Anak Terlanjur Kecanduan Konten Meme Anomali, Psikolog Ungkap Cara Mengatasinya

Konten meme anomali yang dikenal memiliki karakter seperti Tung Tung Tung Sahur dan Ballerina Cappuccina kurang cocok untuk ditonton oleh anak-anak.
Selain dampaknya yang membuat anak tidak bisa membedakan fiksi dengan realita, tetapi juga memengaruhi aspek bahasa, daya ingat, dan fokus dalam tahap perkembangan anak.
Ditambah lagi, sebagian besar konten memiliki narasi yang lebih cocok untuk orang dewasa, seperti perselingkuhan, pembunuhan, hal-hal berbau seksual, bahkan penistaan agama.
Lantas, bagaimana jika anak sudah terlanjur kecanduan konten meme anomali?
Cara mengatasi anak kecanduan konten meme anomali
Psikolog klinis anak dan remaja Alida Shally Maulinda, M.Psi. mengatakan, cara mengatasi anak yang terlanjur menonton konten meme anomali dibedakan dari segi frekuensi dan durasi.

“Artinya, seberapa banyak anak menonton ini, dan dari durasi atau seberapa lama dia menonton ini. Kalau frekuensi, apakah sering? Sehari bisa beberapa kali? Kalau durasi, sekali menonton bisa lama sekali,” ujar dia saat dihubungi Kompas.com, Jumat (11/7/2025).
Terlepas dari kategori anak kecanduan konten meme anomali, orangtua harus memerhatikan aturan dan batasan dalam menangani mereka.
Dalam menerapkan aturan dan batasan, ayah dan ibu harus konsisten agar anak bisa mengurangi frekuensi atau durasinya menonton konten meme anomali.
Anak sering menonton konten meme anomali
Untuk anak yang sering menonton konten meme anomali, misalnya frekuensi menontonnya adalah enam sampai tujuh kali dalam sehari, orangtua bisa menuliskan check list di poster atau papan tulis.
Menurut psikolog yang berpraktik di Sentra Pendidikan Khusus Amadeus, Manado, Sulawesi Utara ini, cara tersebut memperlihatkan kepada anak seberapa sering mereka menonton konten meme anomali.

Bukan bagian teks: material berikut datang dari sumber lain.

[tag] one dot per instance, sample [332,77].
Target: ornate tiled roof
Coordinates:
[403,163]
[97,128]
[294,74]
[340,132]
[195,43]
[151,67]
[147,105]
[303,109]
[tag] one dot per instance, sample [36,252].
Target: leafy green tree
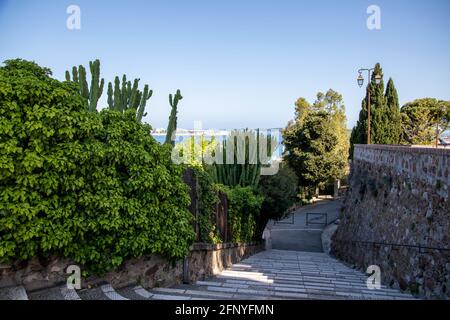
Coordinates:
[317,144]
[421,119]
[94,187]
[244,206]
[392,120]
[385,114]
[359,132]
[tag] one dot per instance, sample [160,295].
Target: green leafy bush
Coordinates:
[94,187]
[244,206]
[207,201]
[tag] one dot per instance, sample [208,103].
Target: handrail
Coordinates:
[395,245]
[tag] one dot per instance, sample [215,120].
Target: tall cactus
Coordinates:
[172,126]
[125,96]
[241,162]
[90,94]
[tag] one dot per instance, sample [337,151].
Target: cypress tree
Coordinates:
[392,116]
[377,103]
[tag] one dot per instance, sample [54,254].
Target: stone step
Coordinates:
[13,293]
[102,292]
[56,293]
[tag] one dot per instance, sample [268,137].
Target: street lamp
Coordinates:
[360,83]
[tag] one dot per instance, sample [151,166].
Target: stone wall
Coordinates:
[151,271]
[399,199]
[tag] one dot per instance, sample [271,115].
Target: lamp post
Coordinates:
[360,83]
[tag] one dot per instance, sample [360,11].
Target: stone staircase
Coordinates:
[269,275]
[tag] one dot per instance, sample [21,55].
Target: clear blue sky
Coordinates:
[238,63]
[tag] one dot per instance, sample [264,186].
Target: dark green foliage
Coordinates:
[207,195]
[172,125]
[279,192]
[421,118]
[244,206]
[385,114]
[90,94]
[392,121]
[94,187]
[317,143]
[124,97]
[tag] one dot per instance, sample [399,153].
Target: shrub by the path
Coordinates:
[95,187]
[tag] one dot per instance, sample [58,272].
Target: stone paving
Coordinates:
[273,274]
[293,233]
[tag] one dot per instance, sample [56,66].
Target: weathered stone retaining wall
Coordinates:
[151,271]
[399,195]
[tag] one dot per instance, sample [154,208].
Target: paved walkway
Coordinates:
[293,233]
[306,273]
[274,274]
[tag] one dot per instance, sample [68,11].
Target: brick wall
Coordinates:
[399,199]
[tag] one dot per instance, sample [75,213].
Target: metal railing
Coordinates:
[397,245]
[312,221]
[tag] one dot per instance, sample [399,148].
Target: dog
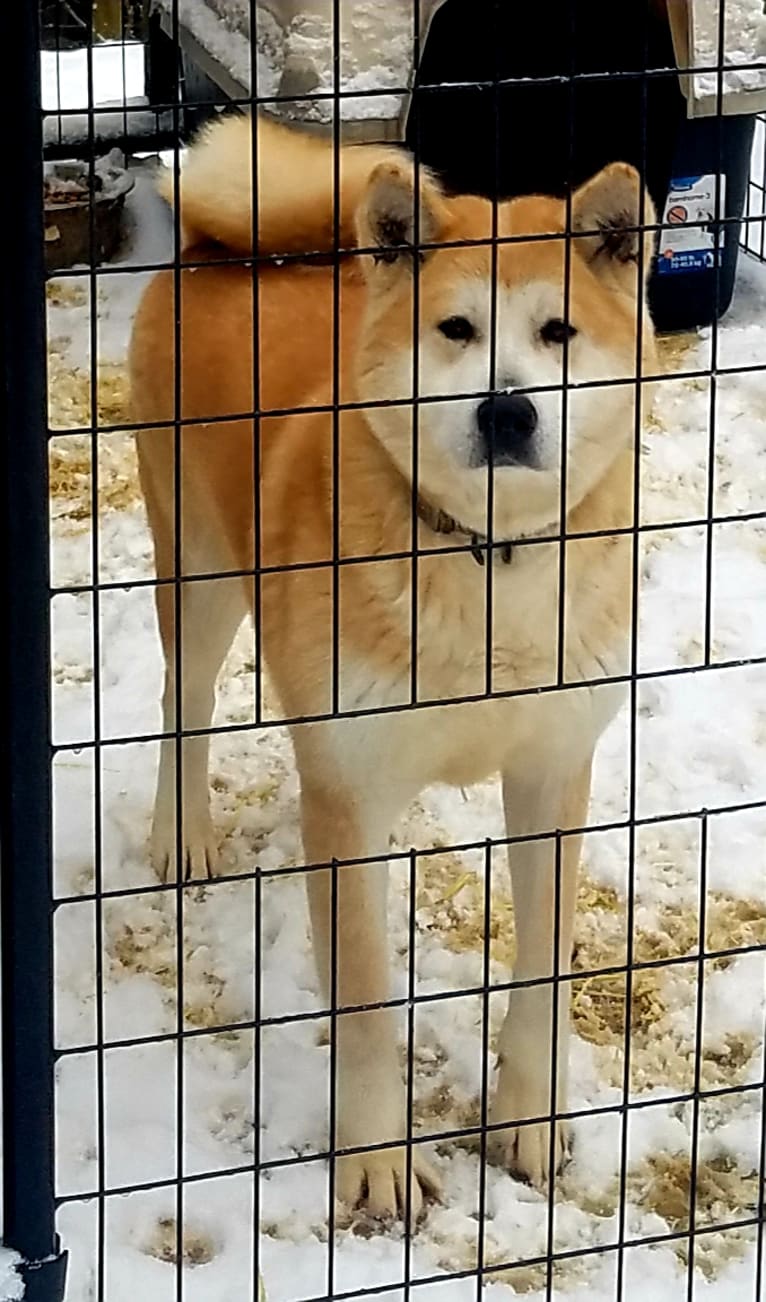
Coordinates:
[469,551]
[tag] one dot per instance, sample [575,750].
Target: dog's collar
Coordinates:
[440,522]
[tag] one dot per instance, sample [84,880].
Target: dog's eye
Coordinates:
[457,328]
[556,331]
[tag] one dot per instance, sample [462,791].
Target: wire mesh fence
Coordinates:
[388,527]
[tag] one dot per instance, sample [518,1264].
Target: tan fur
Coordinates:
[293,169]
[357,772]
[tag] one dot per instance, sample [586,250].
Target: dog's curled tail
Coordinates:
[296,188]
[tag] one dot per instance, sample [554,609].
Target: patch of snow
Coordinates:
[739,42]
[11,1281]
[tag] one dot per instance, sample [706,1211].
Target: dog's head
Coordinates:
[567,318]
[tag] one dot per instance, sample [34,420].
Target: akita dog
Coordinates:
[444,521]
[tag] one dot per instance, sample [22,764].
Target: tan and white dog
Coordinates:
[353,637]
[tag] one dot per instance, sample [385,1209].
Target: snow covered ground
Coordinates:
[701,745]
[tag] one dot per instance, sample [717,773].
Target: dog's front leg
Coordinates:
[351,944]
[526,1057]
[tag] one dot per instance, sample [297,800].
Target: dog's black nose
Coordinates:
[507,422]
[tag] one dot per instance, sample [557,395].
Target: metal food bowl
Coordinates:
[84,211]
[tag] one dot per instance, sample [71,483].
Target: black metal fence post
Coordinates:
[25,710]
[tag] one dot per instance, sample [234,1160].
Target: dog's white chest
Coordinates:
[507,668]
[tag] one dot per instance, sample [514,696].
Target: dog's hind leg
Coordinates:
[351,944]
[526,1059]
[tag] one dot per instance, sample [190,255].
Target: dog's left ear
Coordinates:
[394,219]
[611,210]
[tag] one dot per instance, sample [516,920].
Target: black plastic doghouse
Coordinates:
[567,86]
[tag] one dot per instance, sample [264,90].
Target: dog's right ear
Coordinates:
[392,220]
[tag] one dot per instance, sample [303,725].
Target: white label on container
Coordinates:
[689,240]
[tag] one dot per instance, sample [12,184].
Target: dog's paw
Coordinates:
[525,1151]
[374,1186]
[199,854]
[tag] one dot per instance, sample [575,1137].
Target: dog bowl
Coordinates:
[84,211]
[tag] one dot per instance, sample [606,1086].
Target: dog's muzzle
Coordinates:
[507,423]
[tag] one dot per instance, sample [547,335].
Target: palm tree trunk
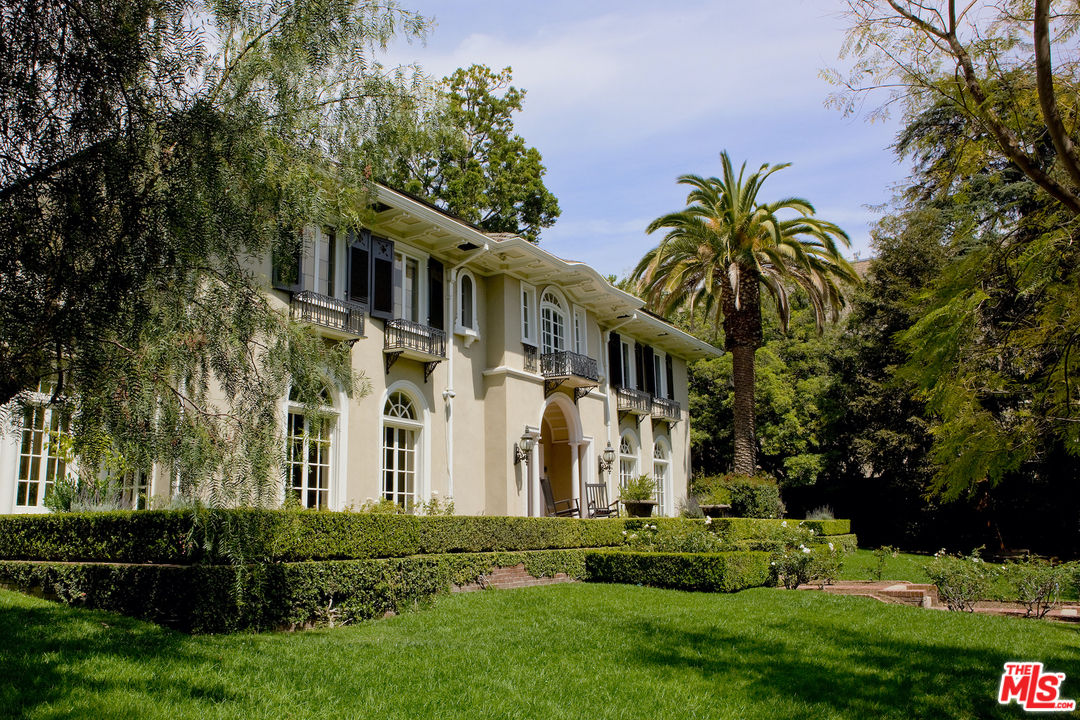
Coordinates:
[742,336]
[742,361]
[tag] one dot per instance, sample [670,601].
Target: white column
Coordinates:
[575,474]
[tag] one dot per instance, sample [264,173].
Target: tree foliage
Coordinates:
[151,153]
[467,159]
[720,252]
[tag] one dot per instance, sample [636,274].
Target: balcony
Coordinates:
[666,410]
[343,320]
[570,369]
[414,341]
[633,402]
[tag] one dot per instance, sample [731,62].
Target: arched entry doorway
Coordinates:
[561,450]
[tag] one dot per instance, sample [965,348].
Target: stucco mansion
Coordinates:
[477,347]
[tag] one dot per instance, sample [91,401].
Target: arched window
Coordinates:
[467,302]
[628,460]
[401,428]
[660,474]
[552,324]
[308,451]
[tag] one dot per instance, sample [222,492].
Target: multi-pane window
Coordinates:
[308,457]
[407,302]
[40,462]
[552,325]
[400,431]
[660,464]
[135,489]
[467,302]
[628,461]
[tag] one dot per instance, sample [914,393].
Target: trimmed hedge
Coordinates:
[725,572]
[204,598]
[179,538]
[283,535]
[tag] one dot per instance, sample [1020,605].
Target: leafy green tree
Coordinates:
[466,159]
[717,255]
[150,150]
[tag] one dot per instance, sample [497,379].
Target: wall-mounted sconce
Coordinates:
[523,448]
[607,459]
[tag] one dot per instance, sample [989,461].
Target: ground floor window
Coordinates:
[401,430]
[40,460]
[309,461]
[660,464]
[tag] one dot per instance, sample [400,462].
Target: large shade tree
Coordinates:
[720,252]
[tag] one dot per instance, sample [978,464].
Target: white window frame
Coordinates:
[333,463]
[45,457]
[628,461]
[565,314]
[662,473]
[420,428]
[469,333]
[529,333]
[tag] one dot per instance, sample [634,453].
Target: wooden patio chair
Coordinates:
[571,508]
[596,498]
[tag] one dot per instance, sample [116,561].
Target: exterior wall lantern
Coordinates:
[523,448]
[607,459]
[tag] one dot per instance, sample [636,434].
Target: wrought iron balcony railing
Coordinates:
[407,336]
[347,317]
[530,357]
[634,401]
[665,409]
[569,365]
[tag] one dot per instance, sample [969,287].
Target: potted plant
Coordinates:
[636,496]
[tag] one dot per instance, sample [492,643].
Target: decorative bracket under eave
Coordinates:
[581,392]
[391,358]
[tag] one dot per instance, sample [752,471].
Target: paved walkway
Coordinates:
[926,596]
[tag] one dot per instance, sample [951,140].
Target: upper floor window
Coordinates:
[552,324]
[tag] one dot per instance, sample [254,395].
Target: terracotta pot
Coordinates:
[639,507]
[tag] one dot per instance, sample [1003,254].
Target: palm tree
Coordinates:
[717,255]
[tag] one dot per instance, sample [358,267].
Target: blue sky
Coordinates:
[623,97]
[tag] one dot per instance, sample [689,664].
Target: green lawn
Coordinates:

“Supaya terlihat jelas oleh anak, ‘Oh, aku sudah nonton berapa kali ya dalam satu hari’. Kalau sudah tujuh kali, berarti check list-nya ada tujuh,” kata Alida.
Setelah mengetahui frekuensi anak menonton konten meme anomali, orangtua bisa berdiskusi dengan anak untuk menentukan aturan yang perlu disepakati bersama. Misalnya, besok anak boleh nonton tidak lebih dari tujuh kali sehari.
“Kalau bisa kurang dari tujuh, orangtua kasih sesuatu. Nah, sesuatunya ini bisa berupa hadiah yang sesuai dengan kesukaan anak, yang tentunya dengan batasan dari orangtua,” sambung dia.
Jika anak bisa menonton sebanyak enam kali dalam sehari, orangtua bisa memberi satu bintang pada check list anak.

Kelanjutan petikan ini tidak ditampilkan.